President George Bell reiterated the commitment of its
cable partners to Excite@Home. "All of our cable partners are staying in," he
said. "Nobody is going to bail out early."

But Jermoluk added that the new alignment allows
Excite@Home and the cable affiliates to move forward with talks about the landscape after
exclusivity expires.

"It settles down what everybody's going to be
doing, and it clears the playing field for us to be able to have those discussions,"
Jermoluk said. "Much of what has occurred over the last six or nine months, given the
breadth of decisions we had to make about the strategic alignment of the partners, was not
a very fertile ground for sowing the seeds of what happens after 2002 when you're not
sure about what your alignment is today."

All of this came shortly after AT&T Broadband president
Daniel Somers blasted Excite@Home at a conference in Denver earlier this month over
installation, service-quality, connection, network-maintenance and customer-support
problems with the high-speed service.

The tracking stock may have appeased the cable investors,
for now. "We are in total alignment with Excite@Home on this transaction,"
AT&T chairman C. Michael Armstrong said in a prepared statement.

"The media business represents a substantial
opportunity for Excite@Home, its partners and its stockholders," Armstrong added.
"This structure will allow Excite@Home to aggressively build its media business
independently, while working with AT&T and its other cable partners to drive the
deployment of broadband services to consumers.
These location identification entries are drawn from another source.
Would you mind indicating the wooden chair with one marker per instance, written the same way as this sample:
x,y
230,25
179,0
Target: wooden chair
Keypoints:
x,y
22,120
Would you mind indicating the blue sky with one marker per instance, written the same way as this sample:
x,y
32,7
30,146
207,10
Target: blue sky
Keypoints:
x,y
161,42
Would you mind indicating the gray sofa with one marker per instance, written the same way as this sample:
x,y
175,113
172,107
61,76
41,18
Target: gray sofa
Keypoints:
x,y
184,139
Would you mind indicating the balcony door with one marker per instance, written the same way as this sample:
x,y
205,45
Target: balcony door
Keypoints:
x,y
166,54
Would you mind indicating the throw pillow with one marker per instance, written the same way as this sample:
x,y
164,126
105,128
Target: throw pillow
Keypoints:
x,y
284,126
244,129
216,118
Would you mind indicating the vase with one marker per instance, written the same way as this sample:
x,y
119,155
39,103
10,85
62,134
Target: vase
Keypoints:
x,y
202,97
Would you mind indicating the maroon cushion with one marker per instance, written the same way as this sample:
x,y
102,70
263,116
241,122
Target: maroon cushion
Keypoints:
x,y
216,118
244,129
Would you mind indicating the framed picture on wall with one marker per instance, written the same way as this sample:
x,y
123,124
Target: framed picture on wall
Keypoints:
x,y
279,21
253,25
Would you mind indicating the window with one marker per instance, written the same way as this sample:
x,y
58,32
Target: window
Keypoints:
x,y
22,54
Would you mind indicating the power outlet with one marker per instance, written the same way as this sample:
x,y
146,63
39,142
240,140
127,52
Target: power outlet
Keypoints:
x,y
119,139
Our relationship with Excite@Home has been
very positive for AT&T, and we will continue to have a strong, durable and robust
relationship under our contract and beyond."

"This transaction represents a step forward for
Excite@Home," Comcast president Brian Roberts added in a prepared statement. "We
are proud of the job that Excite@Home has done to drive the broadband category. Our joint
efforts are the reason why hundreds of thousands of consumers can afford broadband
today."

Added Cox senior vice president of broadband service David
Woodrow: "Providing our customers with a fast and engaging service depends on a deep
integration of Excite@Home's and the cable industry's respective expertise. We
are delighted with Excite@Home's support, and we are confident in our joint ability
to scale our operations to meet increasing consumer demands for broadband access."
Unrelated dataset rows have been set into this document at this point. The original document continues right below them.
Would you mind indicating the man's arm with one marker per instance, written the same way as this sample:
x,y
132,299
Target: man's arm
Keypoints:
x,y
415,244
AT&T, Comcast and Cox will have little say over the
media segment. The business will have a separate board of directors, dominated by outside
independent members. The three cable companies -- owning shares in the segment relative to
their Excite@Home stakes -- will have minority representation on the board.

Excite@Home's stock rose $5.68 per share on the news
last Monday, closing at $57. It slipped back to $53.38 the following day.